Albert Géraudel fait ainsi partie des 3 candidats envisagés pour représenter le parti radical dans le canton de Sainte-Menehould. Néanmoins, nous découvrons quelques jours plus tard, notamment dans Le Radical du 28 février 1910, que c’est son rival, M. Margaine, qui est choisi à l’unanimité. Comment faut-il interpréter la déclaration suivante : « M. Géraudel, qui avait l’intention de se présenter, a déclaré nettement que pendant la campagne électorale il combattra en faveur de M. Margaine. » ? Car le journal Gil Blas du 2 avril 1910, au sein d’un article intitulé « Tous candidats ! » précise qu’en face de M. Margaine « se dresse M. le docteur Mathieu, conseiller municipal, qui est républicain catholique, M. Guillemain, notaire, et enfin M. Albert Géraudel ». Le verdict tombe peu après, notamment dans La Presse du Centre du 25 avril 1910, et il est sans appel : le candidat Géraudel recueille un nombre dérisoire de votes et c’est M. Margaine qui est élu.

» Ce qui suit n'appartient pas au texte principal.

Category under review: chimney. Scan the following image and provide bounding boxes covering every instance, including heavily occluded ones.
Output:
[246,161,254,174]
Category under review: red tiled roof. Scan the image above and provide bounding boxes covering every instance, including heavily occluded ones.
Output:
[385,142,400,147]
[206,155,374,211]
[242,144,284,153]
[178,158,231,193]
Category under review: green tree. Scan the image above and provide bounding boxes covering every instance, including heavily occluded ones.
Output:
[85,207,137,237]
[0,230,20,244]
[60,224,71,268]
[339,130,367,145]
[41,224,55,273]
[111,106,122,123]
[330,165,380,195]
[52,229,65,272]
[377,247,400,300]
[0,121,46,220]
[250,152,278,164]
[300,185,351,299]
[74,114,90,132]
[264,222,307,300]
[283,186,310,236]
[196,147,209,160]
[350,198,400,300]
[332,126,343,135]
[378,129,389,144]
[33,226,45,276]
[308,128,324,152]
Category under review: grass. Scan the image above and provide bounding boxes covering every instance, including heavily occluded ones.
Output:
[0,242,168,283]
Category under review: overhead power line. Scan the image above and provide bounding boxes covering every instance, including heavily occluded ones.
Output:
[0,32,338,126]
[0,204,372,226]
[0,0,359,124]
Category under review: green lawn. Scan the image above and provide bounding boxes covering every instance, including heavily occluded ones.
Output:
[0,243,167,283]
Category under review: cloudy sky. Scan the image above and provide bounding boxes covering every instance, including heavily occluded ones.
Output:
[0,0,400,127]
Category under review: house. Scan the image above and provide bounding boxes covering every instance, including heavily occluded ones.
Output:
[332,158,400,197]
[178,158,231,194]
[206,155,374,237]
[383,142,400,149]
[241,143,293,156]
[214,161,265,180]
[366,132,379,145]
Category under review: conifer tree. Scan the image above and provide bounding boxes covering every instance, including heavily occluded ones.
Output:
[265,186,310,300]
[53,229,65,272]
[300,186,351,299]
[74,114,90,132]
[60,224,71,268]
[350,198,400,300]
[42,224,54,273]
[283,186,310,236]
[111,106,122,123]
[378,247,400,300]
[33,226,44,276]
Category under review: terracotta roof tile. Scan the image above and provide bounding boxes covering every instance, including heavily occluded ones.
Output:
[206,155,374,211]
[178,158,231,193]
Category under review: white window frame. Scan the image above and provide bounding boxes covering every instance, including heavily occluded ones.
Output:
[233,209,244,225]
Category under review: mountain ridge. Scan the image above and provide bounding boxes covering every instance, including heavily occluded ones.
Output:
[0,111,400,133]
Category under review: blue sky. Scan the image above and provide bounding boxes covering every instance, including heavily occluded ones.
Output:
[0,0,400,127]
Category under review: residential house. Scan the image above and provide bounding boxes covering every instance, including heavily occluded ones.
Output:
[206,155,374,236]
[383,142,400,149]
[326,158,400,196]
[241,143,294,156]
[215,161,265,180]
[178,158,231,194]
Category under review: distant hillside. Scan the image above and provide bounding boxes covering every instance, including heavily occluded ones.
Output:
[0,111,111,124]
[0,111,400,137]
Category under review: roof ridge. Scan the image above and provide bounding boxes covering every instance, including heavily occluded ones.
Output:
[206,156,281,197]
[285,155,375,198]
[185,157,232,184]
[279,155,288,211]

Qu’à cela ne tienne ! Albert Géraudel est nommé quelques semaines plus tard « conseiller du commerce extérieur de la France » d’après Le Bien du peuple de Dijon du 12 juin 1910. En outre, il est élu au conseil général de la Marne le 24 juillet 1910 comme l’annoncent de nombreux journaux le jour suivant (Le Gaulois, L'Action, Le Matin etc...). L’Indépendant rémois du 26 juillet 1910 est plus précis puisqu’il révèle qu’Albert Géraudel, candidat radical socialiste, est élu par 1635 voix contre 1297 au titre du canton de Sainte-Menehould.

18 mois plus tard, Le Guetteur de Saint-Quentin et de l’Aisne du 10 janvier 1912 nous informe de l’ambition de « M. Géraudel fils, le fils des pastilles, un garçon qui a tous les moyens pour faire les frais considérables d’un voyage aux Antilles », de devenir sénateur de la Guadeloupe. Mais le Ruy Blas du 27 janvier 1912, cité au début de cet article, nous apprend quelques semaines plus tard qu’Albert Géraudel s’efface devant un autre candidat, M. Henry Bérenger. En mai 1912 ont lieu les élections municipales à Sainte-Menehould. S’opposent alors la liste républicaine et la liste radicale socialiste comme l’indique L’Indépendant rémois du 7 mai 1912 lorsqu’il publie les résultats du vote. Albert Géraudel, conseiller général, décroche le meilleur score (454 voix) après son rival M. Margaine, député (480 voix). Nous apprenons deux semaines plus tard, dans le même journal qu’Albert Géraudel est nommé maire de Sainte-Menehould. La nouvelle est relayée dans de nombreux périodiques : La France, Le Rappel, La Démocratie, La Lanterne

Deux ans plus tard, en avril 1914, c’est le retour des élections législatives. Malgré sa cuisante défaite de 1910 contre M. Margaine, Albert Géraudel se présente à nouveau, à la tête de la Fédération des gauches et avec l’appui des progressistes, comme l’annoncent divers journaux (Les Nouvelles du 16 février 1914, Le Petit Moniteur universel du 17 février 1914 etc...). Certains journaux, tel que Le Voltaire du 17 avril 1914, , détaillent même quelques aspects de son programme consistant à combattre « avec l’impôt sur le revenu et le monopole de l’enseignement le retour à la loi de deux ans ».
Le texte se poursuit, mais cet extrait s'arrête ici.